Keyed-Up recital series

Octagon Theatre

reviewed by Neville Cohn

Ambrose Bierce, that most crotchety of commentators, once described the piano as an instrument played by “depressing the keys of the machine and the spirits of the audience”. But if, by some miracle of time travel, the long dead Bierce could have been present at Ben Martin’s recital, I’m sure he would have completely altered his dyspeptic view of the piano. Because, by even the most stringent of critical criteria, Martin’s recital in the Keyed-Up series could fairly be described as an uplifting listening experience.

His performance of Schubert’s Sonata in E flat was extraordinarily fine, so much so that there seemed to be far more to the performance than mere meaningful communication between musician and listener. On the contrary, the recital seemed an act of profound communion between pianist and composer – a rare phenomenon and all the more to be cherished for that.

For those who came to the recital in the hope of being dazzled by keyboard fireworks, the performance may have been something of a let down because this was a presentation devoid of conventional glib virtuosity and cheap appeals to the gallery. Instead, we heard a master pianist mining mostly quiet masterpieces for every imaginable, subtle nuance. Martin has at his disposal the means to coax a myriad pianissimo shadings from the instrument and they were employed in a magically musical way.

But there was much else on offer, too, not least a superb reading of Handel’s Suite No 1, the Prelude of which was informed by a quality of extemporisation that could hardly have been bettered.
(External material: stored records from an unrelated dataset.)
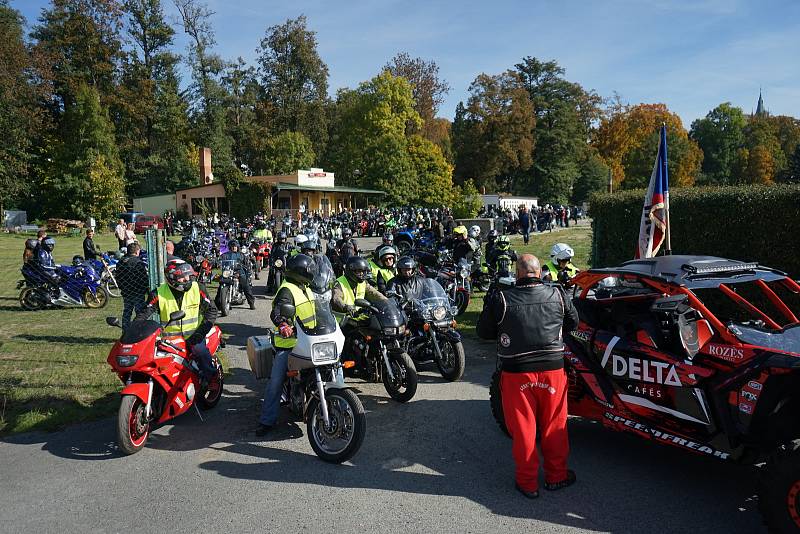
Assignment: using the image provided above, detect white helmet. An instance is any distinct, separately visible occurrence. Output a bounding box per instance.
[550,243,575,261]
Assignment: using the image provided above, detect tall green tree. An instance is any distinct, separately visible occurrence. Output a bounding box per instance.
[32,0,122,112]
[689,102,747,184]
[257,16,328,153]
[173,0,236,186]
[43,84,125,220]
[325,71,422,204]
[0,0,48,216]
[383,52,450,142]
[452,71,536,191]
[514,57,602,202]
[115,0,197,196]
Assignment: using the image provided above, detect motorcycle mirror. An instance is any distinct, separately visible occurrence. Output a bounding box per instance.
[278,303,296,319]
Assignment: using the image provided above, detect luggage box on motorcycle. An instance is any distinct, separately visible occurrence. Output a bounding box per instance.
[247,336,275,380]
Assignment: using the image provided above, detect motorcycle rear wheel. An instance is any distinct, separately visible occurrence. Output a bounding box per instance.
[19,287,45,311]
[306,389,367,464]
[489,369,511,437]
[81,286,109,310]
[103,277,122,298]
[381,352,417,402]
[436,340,466,382]
[117,395,150,454]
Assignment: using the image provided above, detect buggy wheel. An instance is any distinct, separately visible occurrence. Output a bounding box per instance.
[757,443,800,533]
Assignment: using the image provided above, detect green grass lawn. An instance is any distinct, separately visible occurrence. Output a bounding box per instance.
[458,223,592,337]
[0,234,127,435]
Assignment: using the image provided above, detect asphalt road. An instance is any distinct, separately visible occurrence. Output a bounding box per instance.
[0,240,762,533]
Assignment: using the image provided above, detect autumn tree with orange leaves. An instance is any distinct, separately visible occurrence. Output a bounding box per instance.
[592,104,703,189]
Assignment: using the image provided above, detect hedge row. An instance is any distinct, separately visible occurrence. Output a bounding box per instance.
[589,185,800,277]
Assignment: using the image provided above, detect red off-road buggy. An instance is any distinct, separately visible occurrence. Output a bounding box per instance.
[490,256,800,532]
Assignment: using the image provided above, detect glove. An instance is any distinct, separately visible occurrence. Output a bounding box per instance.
[278,323,294,338]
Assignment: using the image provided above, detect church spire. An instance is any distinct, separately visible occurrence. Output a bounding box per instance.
[756,88,767,117]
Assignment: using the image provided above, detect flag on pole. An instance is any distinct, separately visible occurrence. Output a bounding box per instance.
[636,125,670,258]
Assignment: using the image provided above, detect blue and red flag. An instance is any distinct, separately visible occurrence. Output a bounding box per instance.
[636,126,669,258]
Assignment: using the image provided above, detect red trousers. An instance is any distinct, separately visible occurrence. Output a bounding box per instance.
[500,369,569,491]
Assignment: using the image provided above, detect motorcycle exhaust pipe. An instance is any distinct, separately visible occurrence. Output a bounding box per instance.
[381,346,394,382]
[314,369,331,429]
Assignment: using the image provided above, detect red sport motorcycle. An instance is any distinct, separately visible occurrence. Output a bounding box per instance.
[106,310,224,454]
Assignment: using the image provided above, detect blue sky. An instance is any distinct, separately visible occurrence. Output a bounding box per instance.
[12,0,800,128]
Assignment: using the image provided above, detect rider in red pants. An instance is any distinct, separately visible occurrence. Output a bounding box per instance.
[476,254,578,499]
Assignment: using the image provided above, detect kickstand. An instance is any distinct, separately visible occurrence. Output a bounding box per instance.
[194,402,206,423]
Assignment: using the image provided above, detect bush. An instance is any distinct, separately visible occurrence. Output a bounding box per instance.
[589,185,800,277]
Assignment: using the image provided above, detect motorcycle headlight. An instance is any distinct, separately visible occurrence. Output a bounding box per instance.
[311,341,338,364]
[117,354,139,367]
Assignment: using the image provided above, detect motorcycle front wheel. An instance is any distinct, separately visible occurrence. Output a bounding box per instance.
[197,359,225,410]
[19,287,45,311]
[436,340,466,382]
[381,352,417,402]
[81,286,108,309]
[117,395,150,454]
[219,286,231,317]
[306,389,367,464]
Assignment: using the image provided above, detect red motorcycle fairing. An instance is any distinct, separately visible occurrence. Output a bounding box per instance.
[119,382,150,404]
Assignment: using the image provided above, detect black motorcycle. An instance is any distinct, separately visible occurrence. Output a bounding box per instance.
[406,278,465,382]
[342,299,417,402]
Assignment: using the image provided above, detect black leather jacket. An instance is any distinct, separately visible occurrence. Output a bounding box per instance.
[476,278,578,373]
[386,275,422,301]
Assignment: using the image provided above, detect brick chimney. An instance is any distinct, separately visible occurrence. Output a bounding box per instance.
[200,147,214,185]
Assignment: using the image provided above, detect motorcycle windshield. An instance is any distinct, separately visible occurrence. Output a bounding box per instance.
[296,300,339,336]
[372,299,405,328]
[120,321,161,345]
[414,278,450,310]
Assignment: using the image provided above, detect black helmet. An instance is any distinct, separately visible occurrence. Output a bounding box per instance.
[164,260,196,291]
[397,256,417,276]
[344,256,370,282]
[286,254,314,285]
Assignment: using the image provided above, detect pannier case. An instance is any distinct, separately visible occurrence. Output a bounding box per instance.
[247,336,275,379]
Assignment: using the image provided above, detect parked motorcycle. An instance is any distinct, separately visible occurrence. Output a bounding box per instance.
[406,278,465,382]
[248,257,367,463]
[342,299,417,402]
[106,310,224,454]
[17,262,109,311]
[215,260,245,317]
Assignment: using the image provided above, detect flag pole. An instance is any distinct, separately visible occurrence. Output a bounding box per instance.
[661,126,672,256]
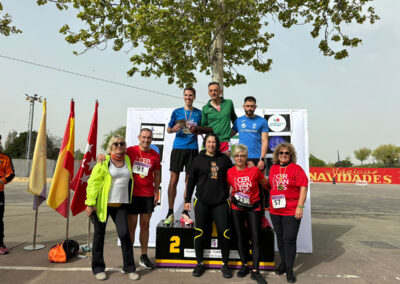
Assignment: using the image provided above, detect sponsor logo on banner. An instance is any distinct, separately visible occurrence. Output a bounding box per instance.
[268,114,286,132]
[268,136,286,152]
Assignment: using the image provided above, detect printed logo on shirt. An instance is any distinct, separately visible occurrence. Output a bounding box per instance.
[210,162,218,179]
[233,176,253,193]
[274,174,289,190]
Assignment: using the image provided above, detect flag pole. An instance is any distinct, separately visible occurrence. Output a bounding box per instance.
[24,195,45,250]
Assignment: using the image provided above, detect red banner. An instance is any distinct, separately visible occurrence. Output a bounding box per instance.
[310,167,400,184]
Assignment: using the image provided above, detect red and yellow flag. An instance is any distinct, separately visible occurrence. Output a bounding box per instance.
[47,100,75,218]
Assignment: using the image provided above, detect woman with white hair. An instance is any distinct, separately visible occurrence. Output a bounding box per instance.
[227,144,268,284]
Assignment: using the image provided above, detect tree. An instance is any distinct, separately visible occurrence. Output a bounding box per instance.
[353,147,371,165]
[101,126,126,151]
[372,144,400,167]
[0,3,21,36]
[309,154,326,167]
[4,131,61,160]
[37,0,379,87]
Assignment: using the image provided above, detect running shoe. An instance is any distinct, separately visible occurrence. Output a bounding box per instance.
[164,214,174,226]
[139,254,154,270]
[221,263,232,278]
[181,213,193,225]
[236,265,249,278]
[250,271,267,284]
[192,263,206,277]
[0,245,10,254]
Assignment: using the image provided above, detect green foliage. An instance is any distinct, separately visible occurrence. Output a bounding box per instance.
[353,147,371,165]
[0,3,22,36]
[309,154,326,167]
[372,144,400,167]
[37,0,379,87]
[101,126,126,151]
[4,131,61,160]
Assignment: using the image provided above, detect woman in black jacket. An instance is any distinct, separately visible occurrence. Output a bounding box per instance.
[184,133,233,278]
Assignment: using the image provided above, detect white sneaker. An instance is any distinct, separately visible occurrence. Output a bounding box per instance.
[128,272,140,280]
[94,272,107,281]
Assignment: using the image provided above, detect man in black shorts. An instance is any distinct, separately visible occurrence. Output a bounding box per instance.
[164,87,201,225]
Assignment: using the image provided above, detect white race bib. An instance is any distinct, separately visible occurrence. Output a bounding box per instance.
[235,192,250,205]
[133,161,150,177]
[271,194,286,209]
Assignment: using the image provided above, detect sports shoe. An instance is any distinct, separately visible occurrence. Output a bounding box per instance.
[192,263,206,277]
[250,270,267,284]
[236,265,249,278]
[139,254,154,270]
[128,272,140,280]
[181,213,193,225]
[286,268,296,283]
[94,272,107,281]
[0,245,10,254]
[221,263,232,278]
[274,263,286,275]
[164,214,174,226]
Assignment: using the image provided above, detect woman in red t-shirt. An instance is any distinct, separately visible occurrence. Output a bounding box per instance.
[269,143,308,283]
[227,144,268,284]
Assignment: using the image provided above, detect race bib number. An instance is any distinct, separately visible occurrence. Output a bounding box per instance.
[271,194,286,209]
[133,161,150,177]
[235,192,250,205]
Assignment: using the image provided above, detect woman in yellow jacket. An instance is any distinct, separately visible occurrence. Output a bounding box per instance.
[85,135,139,280]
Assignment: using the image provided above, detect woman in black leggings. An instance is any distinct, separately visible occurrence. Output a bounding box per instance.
[227,145,268,284]
[184,133,233,278]
[269,143,308,283]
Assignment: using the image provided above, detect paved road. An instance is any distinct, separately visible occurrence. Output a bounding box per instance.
[0,182,400,284]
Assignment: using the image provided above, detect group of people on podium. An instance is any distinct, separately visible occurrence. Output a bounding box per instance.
[86,82,308,284]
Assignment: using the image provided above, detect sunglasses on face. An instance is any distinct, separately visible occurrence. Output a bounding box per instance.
[113,142,125,147]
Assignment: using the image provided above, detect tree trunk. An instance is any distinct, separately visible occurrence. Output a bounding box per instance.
[211,0,226,89]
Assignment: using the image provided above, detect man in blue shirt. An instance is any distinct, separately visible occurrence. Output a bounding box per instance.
[164,87,201,225]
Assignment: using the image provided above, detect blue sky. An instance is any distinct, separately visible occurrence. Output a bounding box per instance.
[0,0,400,162]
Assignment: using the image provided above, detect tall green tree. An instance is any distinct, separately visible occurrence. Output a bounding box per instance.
[101,126,126,151]
[353,147,372,165]
[37,0,379,87]
[372,144,400,167]
[0,2,21,36]
[309,154,326,167]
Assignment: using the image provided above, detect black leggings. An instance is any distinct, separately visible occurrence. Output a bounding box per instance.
[232,210,264,270]
[270,214,301,268]
[194,200,230,264]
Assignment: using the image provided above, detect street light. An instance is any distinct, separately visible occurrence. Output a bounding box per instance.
[25,94,42,176]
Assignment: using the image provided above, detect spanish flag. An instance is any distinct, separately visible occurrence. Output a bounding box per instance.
[28,100,47,210]
[47,100,75,218]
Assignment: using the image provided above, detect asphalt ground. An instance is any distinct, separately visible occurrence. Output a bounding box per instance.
[0,181,400,284]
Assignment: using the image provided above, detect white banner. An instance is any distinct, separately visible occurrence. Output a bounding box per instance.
[126,108,312,253]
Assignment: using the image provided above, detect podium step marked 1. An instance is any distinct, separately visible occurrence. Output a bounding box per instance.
[155,221,274,270]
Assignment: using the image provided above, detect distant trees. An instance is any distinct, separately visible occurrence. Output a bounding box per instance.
[353,147,371,165]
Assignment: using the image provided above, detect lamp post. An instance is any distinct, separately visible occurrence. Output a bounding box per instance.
[25,94,42,176]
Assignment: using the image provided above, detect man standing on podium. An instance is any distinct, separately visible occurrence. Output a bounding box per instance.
[164,87,201,225]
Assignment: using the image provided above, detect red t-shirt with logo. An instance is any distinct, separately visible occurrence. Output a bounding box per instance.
[126,146,161,197]
[227,166,265,211]
[269,163,308,216]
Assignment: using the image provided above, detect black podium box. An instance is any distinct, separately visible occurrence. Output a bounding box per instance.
[156,221,274,270]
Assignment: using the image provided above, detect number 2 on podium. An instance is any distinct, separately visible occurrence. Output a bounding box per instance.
[169,236,181,253]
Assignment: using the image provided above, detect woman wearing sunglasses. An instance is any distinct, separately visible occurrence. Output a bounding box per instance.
[227,144,268,284]
[269,143,308,283]
[85,135,139,280]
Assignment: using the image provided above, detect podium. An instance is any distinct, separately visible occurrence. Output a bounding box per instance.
[155,221,274,270]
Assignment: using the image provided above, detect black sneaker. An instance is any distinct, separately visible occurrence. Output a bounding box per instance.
[192,263,206,277]
[274,263,286,275]
[250,270,267,284]
[236,265,249,278]
[139,254,154,270]
[221,263,232,278]
[286,268,296,283]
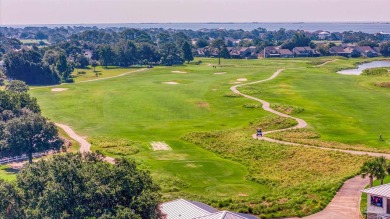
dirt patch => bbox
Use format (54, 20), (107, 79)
(51, 87), (68, 92)
(374, 82), (390, 88)
(196, 101), (210, 108)
(150, 141), (172, 151)
(186, 163), (202, 168)
(237, 193), (248, 197)
(162, 81), (179, 85)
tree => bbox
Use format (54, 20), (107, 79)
(5, 80), (29, 93)
(117, 40), (137, 67)
(0, 153), (161, 219)
(182, 41), (194, 63)
(3, 110), (63, 163)
(221, 46), (231, 59)
(0, 180), (23, 219)
(360, 157), (389, 187)
(56, 52), (73, 81)
(380, 42), (390, 56)
(211, 39), (225, 65)
(99, 45), (115, 68)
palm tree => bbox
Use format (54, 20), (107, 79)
(360, 156), (390, 187)
(374, 156), (388, 185)
(360, 160), (375, 187)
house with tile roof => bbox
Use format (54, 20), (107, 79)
(355, 46), (378, 58)
(361, 183), (390, 219)
(160, 199), (258, 219)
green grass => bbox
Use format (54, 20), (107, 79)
(241, 59), (390, 151)
(360, 176), (390, 215)
(71, 66), (145, 82)
(20, 57), (390, 217)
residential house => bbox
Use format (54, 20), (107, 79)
(228, 47), (242, 59)
(329, 45), (356, 57)
(318, 31), (330, 40)
(83, 49), (93, 59)
(355, 46), (378, 58)
(259, 46), (280, 58)
(160, 199), (258, 219)
(293, 46), (320, 57)
(279, 49), (294, 58)
(372, 46), (382, 56)
(361, 183), (390, 219)
(240, 47), (251, 58)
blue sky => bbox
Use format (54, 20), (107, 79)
(0, 0), (390, 25)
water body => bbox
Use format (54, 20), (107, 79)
(337, 61), (390, 75)
(0, 22), (390, 33)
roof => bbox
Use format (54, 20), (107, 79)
(196, 211), (247, 219)
(279, 49), (293, 55)
(361, 183), (390, 198)
(160, 199), (214, 219)
(160, 199), (258, 219)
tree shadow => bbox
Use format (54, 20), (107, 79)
(3, 167), (19, 174)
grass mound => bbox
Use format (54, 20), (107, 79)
(271, 104), (305, 115)
(183, 127), (367, 218)
(88, 137), (141, 156)
(374, 81), (390, 88)
(362, 68), (389, 76)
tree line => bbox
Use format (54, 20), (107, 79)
(0, 153), (163, 219)
(0, 80), (63, 163)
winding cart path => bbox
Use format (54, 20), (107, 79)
(230, 60), (382, 219)
(56, 123), (115, 164)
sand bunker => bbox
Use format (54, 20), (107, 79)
(150, 141), (172, 151)
(162, 81), (179, 84)
(51, 87), (68, 92)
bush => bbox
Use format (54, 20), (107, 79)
(362, 68), (389, 76)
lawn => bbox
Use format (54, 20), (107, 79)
(244, 59), (390, 152)
(14, 57), (384, 217)
(71, 66), (147, 83)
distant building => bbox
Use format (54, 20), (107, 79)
(279, 49), (294, 58)
(160, 199), (258, 219)
(292, 46), (320, 57)
(355, 46), (379, 58)
(259, 46), (280, 58)
(318, 31), (331, 40)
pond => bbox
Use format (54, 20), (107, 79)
(337, 61), (390, 75)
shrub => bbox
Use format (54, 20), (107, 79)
(362, 68), (388, 76)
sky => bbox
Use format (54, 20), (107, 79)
(0, 0), (390, 25)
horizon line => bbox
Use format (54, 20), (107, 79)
(0, 21), (390, 27)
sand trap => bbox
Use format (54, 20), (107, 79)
(51, 87), (68, 92)
(150, 141), (172, 151)
(162, 81), (179, 84)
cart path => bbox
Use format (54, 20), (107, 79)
(55, 123), (115, 164)
(230, 60), (390, 219)
(30, 68), (148, 90)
In passing: one wonders whether Saint Saens had the Prelude in mind while writing the first movement of his Piano Concerto in G minor: there are fascinating allusions to it in the keyboard’s utterance before the orchestra comes in for the first time.

Arnold Bax’s music is seldom heard. Many musicians tend to put it in the too-hard basket. Certainly, the Sonata in G sharp minor guards its secrets jealously. But, in his ability to reveal the Celtic demon that lurks behind the printed note, Martin is clearly privy to them all. In fact, the qualities of mind and heart brought to bear on the work were at such a level that it placed the critic in the pleasant predicament of having to do little other than to sit back and salute artistry of the highest order.

Also on the bill were short pieces by Delius and Vaughan Williams as well as Martin’s own Sonatine.